Stay safe out there.

Here's a fun game for you: what do you expect to be the state of the filesystem after running the following commands in an empty directory on a Linux system?

$ touch foo:bar
$ tar -cpf foo:bar.tar foo:bar
$ rm foo:bar
$ tar -xpf foo:bar.tar

Do you expect the directory to contain the files foo:bar and foo:bar.tar?

What if I told you that instead the directory would only contain foo:bar.tar and stderr would say

tar (child): Cannot connect to foo: resolve failed

Yep! It turns out that GNU tar, if passed a filename containing a colon, treats the part before the colon as a hostname and attempts to connect to that host over rsh to download the part of the file after the colon. If you're not familiar with it, rsh is the completely-insecure predecessor to SSH. It's been at least 20 years since any reasonable system has shipped with RSH. This behavior is documented in Chapter 9.1 of the GNU tar manual but nobody I polled had ever heard of it.

Anyhow, GNU tar has a --force-local option to disable this behavior. If you ever process tar files whose names you do not completely control, or which might for some reason contain a colon, you should pass --force-local before every invocation.

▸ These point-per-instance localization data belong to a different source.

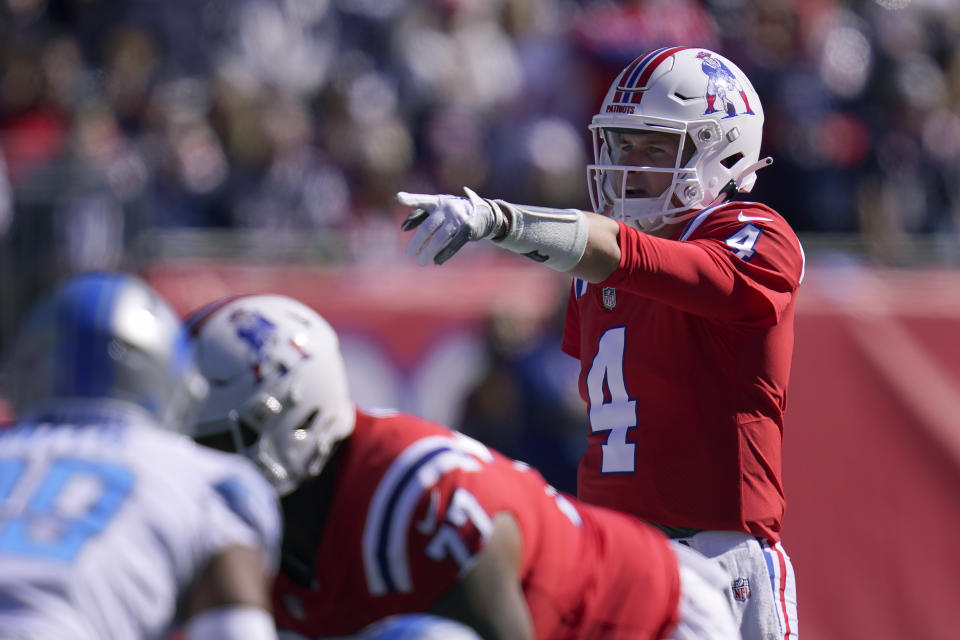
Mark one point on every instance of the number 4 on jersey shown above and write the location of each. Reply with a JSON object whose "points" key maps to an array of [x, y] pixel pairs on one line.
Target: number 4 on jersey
{"points": [[744, 241], [618, 414]]}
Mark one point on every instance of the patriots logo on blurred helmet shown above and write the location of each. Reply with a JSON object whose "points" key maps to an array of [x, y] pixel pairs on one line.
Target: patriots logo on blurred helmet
{"points": [[722, 85], [260, 334]]}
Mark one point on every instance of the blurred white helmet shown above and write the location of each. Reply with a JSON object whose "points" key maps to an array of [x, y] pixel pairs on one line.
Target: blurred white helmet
{"points": [[704, 99], [106, 337], [278, 385]]}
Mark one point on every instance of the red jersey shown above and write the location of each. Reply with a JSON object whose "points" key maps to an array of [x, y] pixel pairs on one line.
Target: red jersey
{"points": [[413, 506], [684, 360]]}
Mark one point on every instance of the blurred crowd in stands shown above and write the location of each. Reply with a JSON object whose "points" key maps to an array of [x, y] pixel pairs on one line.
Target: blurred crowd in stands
{"points": [[303, 117]]}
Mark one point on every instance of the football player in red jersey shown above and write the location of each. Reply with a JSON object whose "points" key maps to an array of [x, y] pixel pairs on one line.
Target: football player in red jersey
{"points": [[680, 312], [386, 513]]}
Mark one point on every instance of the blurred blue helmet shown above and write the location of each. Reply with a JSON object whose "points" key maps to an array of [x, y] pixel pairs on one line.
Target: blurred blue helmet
{"points": [[106, 336]]}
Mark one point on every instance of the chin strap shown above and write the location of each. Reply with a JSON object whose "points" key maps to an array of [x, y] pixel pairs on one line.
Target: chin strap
{"points": [[756, 166]]}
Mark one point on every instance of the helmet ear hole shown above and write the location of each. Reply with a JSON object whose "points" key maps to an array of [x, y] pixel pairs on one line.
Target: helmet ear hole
{"points": [[248, 435]]}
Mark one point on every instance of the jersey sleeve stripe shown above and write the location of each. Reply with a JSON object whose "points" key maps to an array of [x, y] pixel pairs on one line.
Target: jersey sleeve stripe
{"points": [[385, 560]]}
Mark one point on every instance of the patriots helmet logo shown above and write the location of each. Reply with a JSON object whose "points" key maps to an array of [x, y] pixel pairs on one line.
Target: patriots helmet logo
{"points": [[269, 354], [741, 589], [722, 87]]}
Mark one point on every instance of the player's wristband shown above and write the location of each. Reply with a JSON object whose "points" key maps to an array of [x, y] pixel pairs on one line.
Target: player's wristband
{"points": [[231, 623], [555, 237]]}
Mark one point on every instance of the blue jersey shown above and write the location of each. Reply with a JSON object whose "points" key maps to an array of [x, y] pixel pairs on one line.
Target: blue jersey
{"points": [[106, 519]]}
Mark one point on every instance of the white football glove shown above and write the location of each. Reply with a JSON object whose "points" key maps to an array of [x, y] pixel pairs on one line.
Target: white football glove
{"points": [[445, 223]]}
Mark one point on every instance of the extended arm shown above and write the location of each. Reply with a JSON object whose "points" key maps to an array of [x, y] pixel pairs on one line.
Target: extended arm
{"points": [[583, 244]]}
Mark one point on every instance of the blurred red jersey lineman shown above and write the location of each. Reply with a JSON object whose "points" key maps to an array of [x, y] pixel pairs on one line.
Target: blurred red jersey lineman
{"points": [[680, 313]]}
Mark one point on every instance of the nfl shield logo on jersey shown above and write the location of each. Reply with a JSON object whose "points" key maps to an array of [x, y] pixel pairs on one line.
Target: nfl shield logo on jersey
{"points": [[609, 297], [741, 589]]}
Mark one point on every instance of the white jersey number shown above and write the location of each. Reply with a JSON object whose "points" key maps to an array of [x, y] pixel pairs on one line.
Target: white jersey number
{"points": [[618, 414], [74, 500]]}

An enterprising security researcher could probably have a lot of fun experimenting with vendor crap like security cameras and routers that take tar files with user-controlled filenames for firmware upgrades and see how many of them can be persuaded to establish a rsh shell to some attacker-controlled device...

I went into my office yesterday for the first time in a few months to pick some stuff up. We got notified a couple of days ago to get any personal property out of the office before Thanksgiving or else it'd be thrown out, so I guess we're moving out of the office. It was a pretty eerie place to be; even now, 8 months later, most people haven't been back and it kind of looks like the entire office was abducted by aliens in early March.

Despite how weird it is, I still miss working out of the office.